Every year Maclean’s magazine ranks Canada’s undergraduate universities in categories like ‘scholarships and bursaries,’ ‘student services,’ ‘student/faculty ratio,’ ‘faculty and student awards’ and more.
Last Wednesday, Oct. 28, Mt. A President Robert Campbell sent an email to all students concerning Mt.A’s decrease in position. This email was sent in advance of Maclean’s official publication of the rankings. Campbell wrote: “Though we have achieved higher rankings in the past, it is important to note that being ranked among the top undergraduate universities in Canada is a positive result.”

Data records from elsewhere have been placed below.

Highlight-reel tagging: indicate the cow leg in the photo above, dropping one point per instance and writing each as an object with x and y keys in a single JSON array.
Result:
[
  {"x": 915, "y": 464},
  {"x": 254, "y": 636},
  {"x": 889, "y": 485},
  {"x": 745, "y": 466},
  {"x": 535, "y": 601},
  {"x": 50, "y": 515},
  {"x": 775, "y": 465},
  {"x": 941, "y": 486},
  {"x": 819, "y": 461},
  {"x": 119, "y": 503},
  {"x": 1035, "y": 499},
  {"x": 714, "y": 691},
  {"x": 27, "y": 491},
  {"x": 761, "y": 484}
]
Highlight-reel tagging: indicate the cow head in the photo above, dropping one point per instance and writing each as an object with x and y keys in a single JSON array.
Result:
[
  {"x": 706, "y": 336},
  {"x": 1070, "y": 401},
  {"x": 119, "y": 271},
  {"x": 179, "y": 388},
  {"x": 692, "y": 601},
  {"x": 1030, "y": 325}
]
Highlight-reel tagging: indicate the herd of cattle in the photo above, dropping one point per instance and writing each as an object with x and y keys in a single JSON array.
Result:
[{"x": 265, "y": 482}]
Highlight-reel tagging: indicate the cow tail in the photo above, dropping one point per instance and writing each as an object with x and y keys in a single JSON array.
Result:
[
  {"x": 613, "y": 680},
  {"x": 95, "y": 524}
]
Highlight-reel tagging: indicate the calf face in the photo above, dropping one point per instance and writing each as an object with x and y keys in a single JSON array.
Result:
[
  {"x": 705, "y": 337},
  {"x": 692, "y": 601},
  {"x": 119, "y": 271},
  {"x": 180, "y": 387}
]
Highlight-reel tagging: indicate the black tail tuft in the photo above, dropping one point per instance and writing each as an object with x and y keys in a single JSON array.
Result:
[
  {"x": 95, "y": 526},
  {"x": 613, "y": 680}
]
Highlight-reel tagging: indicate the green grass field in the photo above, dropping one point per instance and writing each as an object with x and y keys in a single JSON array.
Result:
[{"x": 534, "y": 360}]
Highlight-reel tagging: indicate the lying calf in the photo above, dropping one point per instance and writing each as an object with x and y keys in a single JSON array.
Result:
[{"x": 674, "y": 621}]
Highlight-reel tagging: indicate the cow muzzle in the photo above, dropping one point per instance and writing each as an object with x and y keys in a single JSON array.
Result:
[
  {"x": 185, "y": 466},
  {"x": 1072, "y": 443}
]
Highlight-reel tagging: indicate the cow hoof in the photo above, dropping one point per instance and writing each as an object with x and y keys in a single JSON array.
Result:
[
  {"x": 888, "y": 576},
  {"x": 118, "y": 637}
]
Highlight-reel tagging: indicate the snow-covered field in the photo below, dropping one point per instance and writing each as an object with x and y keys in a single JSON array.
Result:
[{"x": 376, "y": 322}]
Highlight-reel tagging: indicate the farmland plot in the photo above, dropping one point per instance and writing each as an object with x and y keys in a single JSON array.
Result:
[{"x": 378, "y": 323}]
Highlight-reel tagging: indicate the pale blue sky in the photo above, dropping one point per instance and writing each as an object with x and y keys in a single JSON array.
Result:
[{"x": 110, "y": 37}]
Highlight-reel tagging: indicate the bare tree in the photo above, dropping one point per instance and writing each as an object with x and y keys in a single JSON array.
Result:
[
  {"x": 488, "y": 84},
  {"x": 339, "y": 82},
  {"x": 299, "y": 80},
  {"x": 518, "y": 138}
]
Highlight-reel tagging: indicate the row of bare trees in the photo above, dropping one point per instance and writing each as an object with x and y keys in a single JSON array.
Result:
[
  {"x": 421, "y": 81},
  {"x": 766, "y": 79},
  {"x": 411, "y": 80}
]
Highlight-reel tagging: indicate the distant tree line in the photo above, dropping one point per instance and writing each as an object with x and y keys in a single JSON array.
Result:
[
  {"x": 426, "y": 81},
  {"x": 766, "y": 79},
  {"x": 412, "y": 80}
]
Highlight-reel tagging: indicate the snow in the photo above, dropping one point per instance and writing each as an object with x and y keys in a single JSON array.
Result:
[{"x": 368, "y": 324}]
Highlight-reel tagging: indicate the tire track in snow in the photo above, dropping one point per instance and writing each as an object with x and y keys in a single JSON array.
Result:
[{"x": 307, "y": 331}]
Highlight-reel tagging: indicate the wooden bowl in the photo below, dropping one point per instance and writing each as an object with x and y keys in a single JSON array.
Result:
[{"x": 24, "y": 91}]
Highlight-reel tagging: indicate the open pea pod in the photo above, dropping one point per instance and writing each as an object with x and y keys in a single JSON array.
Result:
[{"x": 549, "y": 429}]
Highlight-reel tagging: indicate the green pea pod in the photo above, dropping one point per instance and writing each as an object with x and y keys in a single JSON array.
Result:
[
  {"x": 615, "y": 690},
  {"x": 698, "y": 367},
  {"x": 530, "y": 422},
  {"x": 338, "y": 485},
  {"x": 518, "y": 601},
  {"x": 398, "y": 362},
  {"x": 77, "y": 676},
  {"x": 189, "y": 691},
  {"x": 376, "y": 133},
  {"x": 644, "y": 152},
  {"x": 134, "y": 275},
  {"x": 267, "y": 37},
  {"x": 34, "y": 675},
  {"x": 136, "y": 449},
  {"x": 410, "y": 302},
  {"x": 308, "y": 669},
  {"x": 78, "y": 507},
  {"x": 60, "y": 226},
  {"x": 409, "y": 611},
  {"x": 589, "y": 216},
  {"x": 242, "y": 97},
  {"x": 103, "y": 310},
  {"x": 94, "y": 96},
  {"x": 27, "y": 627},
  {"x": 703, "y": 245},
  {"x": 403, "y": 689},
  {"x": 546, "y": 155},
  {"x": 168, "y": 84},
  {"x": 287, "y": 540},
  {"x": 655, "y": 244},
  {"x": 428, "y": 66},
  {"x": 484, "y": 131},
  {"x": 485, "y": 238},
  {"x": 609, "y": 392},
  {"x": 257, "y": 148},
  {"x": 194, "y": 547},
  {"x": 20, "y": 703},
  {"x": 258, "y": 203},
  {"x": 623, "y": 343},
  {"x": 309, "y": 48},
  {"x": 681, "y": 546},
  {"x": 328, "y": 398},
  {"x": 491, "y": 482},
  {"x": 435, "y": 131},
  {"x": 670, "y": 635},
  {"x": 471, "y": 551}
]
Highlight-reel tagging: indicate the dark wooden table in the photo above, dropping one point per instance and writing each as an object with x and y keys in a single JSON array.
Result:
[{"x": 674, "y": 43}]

Campbell said that Mt. A scored very well in many of the key areas Maclean’s takes into consideration. “Mt. A was ranked first overall amongst undergraduate schools in terms of faculty awards and per capita expenditures on library services, and near the top in terms of research grants in sciences, student awards, and overall reputation,” he wrote.
Robert Hiscock, Mt. A’s director of marketing and communications, said the higher rankings in areas of faculty relations were “good signs, with respect to the relationship between faculty and students, which is of course core to what we do at any university.”
Fourth-year student Caroline Kovesi said she feels greatly indebted to her professors, in particular those who go out of their way to support and enrich her learning inside or outside their office hours and classtime.
What brought Mt. A’s score down was the introduction of student evaluations of their satisfaction with their schools. According to Maclean’s, Mt. A’s “decline was partially driven by their 14th-place finish in student satisfaction. In 2014, students were upset when the university administration did not refund any some tuition after a three-week strike by faculty.”
“No university wants to go through a strike and there can sometimes be residual feelings depending on the nature of the strike […] I don’t see anything in the data that I’ve received that says that was the one thing,” said Hiscock.
Kovesi said she didn’t think all of student satisfaction was due to the lack of rebates. “I think that the fact that we didn’t get the rebate was demonstrative of changing trends at the university, and gave us a clearer understanding of where the university’s priorities lie. I think that was eye-opening for us, and that a lot of the dissatisfaction led from it.”
MASU President Dylan Wooley-Berry said that he believes the strike and lack of rebate are still sore spots among the student body, but there are still other more important issues for students.
“I don’t think [the lack of tuition rebate is] a pressing issue. When I talk to students that’s never an issue that has come up this year, so I was a little surprised to see that correlation,” said Wooley-Berry.
Wooley-Berry said issues like how the university invests its endowment, the lack of accessibility on campus, and a need for increased mental-health resources are issues he sees as more important to the student population.
Hiscock said he followed up with Maclean’s and they told him they had received 124 student evaluations surrounding student satisfaction. Hiscock said that this was a relatively low number in comparison to our student base. “I’m not saying it isn’t what it is, but it is a low number.”